Even better: Note that this could (in some cases) also work at multiple peers not physically at the Archive, where any peer could fetch a missing file via HTTP, this is how WebTorrent does it now - there is a HTTP field in the magnet link that allows any peer to get missing files direct from the Archive and start seeding them itself. (This is wonderfully fast in WebTorrent, which is why it is currently our preferred decentralized video player)

mitra42 avatar Feb 01 '19 22:02 mitra42

Note that for the anti-censorship case, you wouldnt want to rely on the HTTP fallback direct from each peer, as ideally if you are behind a censorwall you want to be connected to some peer that is able to connect via Http.

mitra42 avatar Feb 01 '19 22:02 mitra42

Changes: It depends on how the raw data is stored. If possible you could hook into FS events and check if the file is in the metadata feed and add the change

Connectivity: Kind of. Basically, you discover peers for the archive and open up a hypercore-protocol stream with them to start replicating append-only logs called hypercores. The protocol is set up in such a way that you could pass custom messages in addition to the ones used for hypercores. That's where you could send the request out.

HTTP: Not sure what you mean, is the data not going to be stored directly in the archive?

Even Better: Yeah, I get what you mean. However, peers are unable to add data into a Dat archive, only the internet archive could add files to the archive due to the way security works in Dat. Now that I think of it, I don't think it'd be very easy because Dat doesn't use content addressing the way WebTorrent and IPFS do.

RangerMauve avatar Feb 02 '19 02:02 RangerMauve

Changes: Might have to do that later, probably from the other direction, having something periodically crawl the archive comparing sha's against that in the current metadata. Http: Sure the data is directly in the Archive, but for most really large sites I've seen (including the Archive's 50 petabytes), that isn't a file system, its servers responding to HTTP. Even Better: yes - understood about the security.

mitra42 avatar Feb 02 '19 05:02 mitra42

i.e. if a change happens after a file is added then presumably the same mechanism (and I don't know how DAT does this) to handle an update would be used.

In the hypercore protocol you need to specify ranges of interest. If the range doesn't have a clearly defined end the client will receive always the newest available data. (add-only-protocol)

where do I find the link for a specific DAT

Well, one thing that has been part of this discussion is "mounts":

Mounts merge dats together by causing one dat to act as a folder within another dat.

(source: datproject/planning)

This means that for IA you would have one DAT that contains the links to all other DAT's and you would add one for every folder you have. As soon as someone becomes a peer to a particular DAT (and asking for additional data) you could start/resume the mirroring of that particular DAT.

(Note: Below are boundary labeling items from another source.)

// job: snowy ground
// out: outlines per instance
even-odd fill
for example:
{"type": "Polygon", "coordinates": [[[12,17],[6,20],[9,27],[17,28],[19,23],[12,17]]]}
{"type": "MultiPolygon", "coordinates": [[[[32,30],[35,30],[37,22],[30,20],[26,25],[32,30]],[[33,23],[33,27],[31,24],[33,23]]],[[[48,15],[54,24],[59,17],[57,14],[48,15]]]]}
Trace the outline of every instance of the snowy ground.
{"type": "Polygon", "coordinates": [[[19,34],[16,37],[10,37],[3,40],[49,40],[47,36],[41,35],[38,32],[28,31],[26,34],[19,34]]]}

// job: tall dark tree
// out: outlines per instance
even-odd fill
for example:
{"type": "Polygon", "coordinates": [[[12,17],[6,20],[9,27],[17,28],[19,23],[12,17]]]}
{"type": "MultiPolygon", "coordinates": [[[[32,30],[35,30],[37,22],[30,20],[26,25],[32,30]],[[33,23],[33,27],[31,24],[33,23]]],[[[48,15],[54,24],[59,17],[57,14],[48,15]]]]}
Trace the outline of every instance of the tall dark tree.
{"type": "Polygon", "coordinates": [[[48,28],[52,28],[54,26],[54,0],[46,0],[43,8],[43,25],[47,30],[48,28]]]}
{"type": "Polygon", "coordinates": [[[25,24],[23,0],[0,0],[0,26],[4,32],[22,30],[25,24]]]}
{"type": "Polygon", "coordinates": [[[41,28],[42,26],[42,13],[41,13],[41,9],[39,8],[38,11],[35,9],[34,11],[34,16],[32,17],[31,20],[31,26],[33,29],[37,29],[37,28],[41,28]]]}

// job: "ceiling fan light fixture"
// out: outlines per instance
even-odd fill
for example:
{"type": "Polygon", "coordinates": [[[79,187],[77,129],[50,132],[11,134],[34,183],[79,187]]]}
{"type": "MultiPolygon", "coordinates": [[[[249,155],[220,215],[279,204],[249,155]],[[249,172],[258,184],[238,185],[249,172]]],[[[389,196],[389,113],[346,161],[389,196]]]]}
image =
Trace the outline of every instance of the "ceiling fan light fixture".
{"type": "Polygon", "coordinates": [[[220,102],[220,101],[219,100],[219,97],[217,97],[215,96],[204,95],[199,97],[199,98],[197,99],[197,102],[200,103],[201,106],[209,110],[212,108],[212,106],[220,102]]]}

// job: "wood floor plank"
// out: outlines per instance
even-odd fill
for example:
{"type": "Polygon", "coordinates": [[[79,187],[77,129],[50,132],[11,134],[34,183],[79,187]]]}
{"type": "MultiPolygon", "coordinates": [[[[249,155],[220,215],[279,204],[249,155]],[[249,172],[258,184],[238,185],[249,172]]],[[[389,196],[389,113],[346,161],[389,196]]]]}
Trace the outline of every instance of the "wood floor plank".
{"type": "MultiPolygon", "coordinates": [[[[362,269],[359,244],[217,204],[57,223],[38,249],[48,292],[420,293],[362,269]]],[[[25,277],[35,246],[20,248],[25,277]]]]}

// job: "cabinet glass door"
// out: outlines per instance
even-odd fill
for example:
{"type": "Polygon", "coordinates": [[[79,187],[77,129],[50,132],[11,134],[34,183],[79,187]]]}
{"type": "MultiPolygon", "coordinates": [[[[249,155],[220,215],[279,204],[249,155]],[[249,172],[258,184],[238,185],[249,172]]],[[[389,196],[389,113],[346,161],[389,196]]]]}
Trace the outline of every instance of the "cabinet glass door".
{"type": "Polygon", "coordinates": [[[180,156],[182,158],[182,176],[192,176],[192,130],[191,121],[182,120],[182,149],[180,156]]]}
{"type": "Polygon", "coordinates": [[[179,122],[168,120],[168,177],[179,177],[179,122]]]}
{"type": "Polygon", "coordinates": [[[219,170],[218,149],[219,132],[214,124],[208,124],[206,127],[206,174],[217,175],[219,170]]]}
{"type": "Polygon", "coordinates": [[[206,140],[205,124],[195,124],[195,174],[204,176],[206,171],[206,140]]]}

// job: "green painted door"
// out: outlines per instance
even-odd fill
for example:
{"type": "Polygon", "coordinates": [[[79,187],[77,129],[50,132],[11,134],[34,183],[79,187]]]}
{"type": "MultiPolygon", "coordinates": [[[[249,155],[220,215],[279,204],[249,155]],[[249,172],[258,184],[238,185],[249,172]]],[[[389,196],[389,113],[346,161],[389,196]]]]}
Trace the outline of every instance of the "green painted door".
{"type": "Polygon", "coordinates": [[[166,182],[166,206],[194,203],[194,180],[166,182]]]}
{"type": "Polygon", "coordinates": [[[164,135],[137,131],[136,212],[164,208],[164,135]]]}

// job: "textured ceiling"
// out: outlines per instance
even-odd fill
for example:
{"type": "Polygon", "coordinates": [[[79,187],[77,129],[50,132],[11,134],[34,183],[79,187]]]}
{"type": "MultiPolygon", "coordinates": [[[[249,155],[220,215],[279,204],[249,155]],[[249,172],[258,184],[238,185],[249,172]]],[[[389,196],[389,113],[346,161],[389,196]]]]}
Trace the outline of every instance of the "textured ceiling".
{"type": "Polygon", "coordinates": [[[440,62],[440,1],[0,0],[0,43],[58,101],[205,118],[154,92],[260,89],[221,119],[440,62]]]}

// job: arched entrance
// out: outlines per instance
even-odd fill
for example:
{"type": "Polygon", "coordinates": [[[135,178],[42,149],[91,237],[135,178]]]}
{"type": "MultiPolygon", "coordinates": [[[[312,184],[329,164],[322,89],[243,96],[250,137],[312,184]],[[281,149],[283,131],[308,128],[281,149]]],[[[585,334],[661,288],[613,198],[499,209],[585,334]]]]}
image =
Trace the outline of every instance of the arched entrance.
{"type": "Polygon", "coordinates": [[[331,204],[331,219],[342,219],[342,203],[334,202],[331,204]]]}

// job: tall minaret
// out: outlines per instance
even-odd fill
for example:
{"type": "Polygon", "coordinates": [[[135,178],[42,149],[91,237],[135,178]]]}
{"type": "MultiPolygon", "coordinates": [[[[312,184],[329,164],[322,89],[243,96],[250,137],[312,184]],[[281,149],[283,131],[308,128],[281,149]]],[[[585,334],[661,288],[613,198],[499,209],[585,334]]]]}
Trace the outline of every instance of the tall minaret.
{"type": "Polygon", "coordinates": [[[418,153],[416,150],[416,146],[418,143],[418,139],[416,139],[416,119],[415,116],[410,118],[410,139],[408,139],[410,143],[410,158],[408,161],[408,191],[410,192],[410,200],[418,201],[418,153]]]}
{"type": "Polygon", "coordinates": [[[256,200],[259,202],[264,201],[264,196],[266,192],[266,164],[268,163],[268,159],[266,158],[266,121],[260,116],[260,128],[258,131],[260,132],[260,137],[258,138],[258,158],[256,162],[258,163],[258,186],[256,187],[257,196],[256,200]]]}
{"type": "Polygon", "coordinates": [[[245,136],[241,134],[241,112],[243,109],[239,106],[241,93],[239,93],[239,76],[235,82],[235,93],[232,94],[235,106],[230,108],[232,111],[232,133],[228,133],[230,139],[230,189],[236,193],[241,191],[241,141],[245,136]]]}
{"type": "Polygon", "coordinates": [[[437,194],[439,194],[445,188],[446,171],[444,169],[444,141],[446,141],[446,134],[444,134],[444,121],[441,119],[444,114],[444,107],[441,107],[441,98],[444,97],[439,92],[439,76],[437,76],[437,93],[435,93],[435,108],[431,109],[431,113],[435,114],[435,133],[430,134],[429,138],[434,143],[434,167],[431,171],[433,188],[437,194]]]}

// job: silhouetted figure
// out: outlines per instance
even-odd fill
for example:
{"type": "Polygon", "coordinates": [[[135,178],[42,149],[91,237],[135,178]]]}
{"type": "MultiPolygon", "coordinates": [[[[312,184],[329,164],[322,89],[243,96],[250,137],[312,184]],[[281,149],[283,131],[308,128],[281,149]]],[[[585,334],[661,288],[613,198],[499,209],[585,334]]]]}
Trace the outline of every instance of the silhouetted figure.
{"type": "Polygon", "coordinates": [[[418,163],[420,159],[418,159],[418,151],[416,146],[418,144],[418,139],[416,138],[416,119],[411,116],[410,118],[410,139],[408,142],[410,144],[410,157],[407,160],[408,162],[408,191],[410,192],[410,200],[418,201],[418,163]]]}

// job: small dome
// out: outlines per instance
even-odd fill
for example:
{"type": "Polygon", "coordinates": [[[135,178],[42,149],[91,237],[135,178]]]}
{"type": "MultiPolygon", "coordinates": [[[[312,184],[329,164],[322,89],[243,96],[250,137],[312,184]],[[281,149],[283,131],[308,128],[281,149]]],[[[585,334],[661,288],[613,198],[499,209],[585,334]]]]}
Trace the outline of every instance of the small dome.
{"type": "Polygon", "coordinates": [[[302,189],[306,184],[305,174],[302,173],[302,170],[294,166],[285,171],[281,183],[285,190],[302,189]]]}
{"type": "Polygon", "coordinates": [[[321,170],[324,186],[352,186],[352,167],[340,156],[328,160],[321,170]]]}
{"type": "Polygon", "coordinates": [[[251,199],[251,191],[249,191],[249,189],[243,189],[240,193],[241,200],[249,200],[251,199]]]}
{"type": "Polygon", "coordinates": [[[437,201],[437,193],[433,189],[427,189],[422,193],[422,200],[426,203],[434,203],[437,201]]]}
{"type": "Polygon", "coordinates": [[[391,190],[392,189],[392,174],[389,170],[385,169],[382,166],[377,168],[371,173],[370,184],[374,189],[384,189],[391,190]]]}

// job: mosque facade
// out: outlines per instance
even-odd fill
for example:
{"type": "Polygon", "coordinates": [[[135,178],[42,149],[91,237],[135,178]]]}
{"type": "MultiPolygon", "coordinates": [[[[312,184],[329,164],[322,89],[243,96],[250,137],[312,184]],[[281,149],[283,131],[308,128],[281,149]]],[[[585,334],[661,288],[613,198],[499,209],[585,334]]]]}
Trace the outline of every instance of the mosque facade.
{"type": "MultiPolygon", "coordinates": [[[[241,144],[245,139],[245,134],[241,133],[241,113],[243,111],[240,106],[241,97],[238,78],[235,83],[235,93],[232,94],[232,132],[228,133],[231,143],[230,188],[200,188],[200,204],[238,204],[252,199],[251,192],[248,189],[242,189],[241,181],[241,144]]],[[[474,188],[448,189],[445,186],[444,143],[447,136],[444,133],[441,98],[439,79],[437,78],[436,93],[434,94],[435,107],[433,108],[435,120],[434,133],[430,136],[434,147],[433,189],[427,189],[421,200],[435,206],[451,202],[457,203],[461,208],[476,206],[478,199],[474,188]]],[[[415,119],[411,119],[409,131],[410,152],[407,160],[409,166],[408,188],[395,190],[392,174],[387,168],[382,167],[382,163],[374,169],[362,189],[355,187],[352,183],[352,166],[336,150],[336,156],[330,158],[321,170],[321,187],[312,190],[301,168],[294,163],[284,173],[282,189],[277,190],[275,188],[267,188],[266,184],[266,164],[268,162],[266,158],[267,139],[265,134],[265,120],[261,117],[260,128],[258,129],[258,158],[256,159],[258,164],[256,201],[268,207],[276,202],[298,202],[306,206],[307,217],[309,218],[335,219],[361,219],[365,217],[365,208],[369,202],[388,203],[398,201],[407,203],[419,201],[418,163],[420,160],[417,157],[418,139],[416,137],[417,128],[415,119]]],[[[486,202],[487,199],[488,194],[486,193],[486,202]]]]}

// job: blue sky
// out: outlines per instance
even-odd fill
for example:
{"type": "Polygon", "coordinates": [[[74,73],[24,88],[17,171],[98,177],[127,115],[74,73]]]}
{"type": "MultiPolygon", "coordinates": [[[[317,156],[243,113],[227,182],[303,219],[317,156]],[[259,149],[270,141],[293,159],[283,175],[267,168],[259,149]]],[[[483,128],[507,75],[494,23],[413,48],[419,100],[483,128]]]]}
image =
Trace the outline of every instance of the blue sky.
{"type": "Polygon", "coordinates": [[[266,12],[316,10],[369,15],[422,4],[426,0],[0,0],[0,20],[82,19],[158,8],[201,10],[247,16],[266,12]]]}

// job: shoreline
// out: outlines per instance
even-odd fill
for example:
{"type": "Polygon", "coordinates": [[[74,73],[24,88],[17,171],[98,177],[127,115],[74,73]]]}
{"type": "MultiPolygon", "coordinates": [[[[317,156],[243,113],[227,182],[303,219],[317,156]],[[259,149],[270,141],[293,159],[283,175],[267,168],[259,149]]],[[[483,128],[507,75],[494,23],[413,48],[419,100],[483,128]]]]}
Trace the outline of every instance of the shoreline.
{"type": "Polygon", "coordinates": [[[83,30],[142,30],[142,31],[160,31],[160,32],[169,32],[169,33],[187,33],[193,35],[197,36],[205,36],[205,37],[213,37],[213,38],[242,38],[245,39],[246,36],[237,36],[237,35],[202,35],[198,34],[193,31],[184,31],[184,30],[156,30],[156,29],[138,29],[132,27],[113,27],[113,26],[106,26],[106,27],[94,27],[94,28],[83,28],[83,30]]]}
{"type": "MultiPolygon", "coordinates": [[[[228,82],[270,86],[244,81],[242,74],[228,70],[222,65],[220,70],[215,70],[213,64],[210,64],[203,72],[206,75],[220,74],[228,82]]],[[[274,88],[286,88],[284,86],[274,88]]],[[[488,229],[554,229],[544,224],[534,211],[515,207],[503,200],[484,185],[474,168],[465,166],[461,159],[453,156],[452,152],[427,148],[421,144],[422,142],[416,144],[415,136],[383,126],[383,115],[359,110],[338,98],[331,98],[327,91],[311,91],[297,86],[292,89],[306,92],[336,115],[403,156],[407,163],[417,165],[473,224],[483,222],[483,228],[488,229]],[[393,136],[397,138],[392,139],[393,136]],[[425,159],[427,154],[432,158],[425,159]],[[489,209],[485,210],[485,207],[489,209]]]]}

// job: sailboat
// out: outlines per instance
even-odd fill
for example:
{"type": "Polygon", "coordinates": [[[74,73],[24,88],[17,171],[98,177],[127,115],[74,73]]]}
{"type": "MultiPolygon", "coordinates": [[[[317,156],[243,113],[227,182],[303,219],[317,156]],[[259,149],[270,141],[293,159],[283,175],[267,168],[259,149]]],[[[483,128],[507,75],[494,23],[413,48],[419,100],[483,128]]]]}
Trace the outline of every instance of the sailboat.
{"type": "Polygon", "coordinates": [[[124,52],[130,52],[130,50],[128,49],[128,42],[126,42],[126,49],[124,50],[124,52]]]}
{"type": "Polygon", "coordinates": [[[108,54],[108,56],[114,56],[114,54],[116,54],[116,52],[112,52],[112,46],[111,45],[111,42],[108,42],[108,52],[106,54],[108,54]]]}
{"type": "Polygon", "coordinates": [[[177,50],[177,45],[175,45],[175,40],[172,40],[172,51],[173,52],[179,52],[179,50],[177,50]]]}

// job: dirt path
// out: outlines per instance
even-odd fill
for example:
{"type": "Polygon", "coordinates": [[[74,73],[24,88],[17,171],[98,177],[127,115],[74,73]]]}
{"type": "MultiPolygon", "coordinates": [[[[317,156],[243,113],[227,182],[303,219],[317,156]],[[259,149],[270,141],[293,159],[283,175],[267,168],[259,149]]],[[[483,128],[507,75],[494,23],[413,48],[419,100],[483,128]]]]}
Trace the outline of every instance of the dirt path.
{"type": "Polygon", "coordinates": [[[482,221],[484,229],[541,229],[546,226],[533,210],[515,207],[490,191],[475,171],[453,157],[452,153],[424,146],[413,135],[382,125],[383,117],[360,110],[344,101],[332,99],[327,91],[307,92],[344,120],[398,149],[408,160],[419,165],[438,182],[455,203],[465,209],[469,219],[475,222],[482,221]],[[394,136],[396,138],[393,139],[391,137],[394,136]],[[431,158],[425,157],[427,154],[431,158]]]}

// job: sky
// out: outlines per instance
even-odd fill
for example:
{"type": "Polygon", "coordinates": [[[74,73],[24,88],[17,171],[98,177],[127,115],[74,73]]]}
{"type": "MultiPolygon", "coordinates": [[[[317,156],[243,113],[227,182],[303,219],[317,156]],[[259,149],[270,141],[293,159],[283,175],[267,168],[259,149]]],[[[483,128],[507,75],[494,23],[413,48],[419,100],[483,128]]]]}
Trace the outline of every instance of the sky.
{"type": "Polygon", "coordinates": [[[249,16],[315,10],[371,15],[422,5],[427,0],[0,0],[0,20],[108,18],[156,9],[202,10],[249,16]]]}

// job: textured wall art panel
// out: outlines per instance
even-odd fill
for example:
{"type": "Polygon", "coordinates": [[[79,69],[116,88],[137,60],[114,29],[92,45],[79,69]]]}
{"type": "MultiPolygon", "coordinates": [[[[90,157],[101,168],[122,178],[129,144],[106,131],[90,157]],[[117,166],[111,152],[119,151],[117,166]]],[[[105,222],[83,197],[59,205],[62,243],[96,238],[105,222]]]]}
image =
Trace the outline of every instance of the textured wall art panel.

martinheidegger avatar Feb 04 '19 02:02 martinheidegger

Lets be precise .... when you say "contains the links to all other DAT's and you would add one for every folder you have." Do you mean all the folders you have, or all the ones you make. This is important, because as said above you simply can't create one file with links to all the possible (50 million and changing all the time) folders/DATs.

mitra42 avatar Feb 04 '19 03:02 mitra42

@mitra it is stack-able. You could a root-set of 512 keys, each containing 512 more, each with 512 in them, which would mean 3 more look-ups for getting to the actual folder.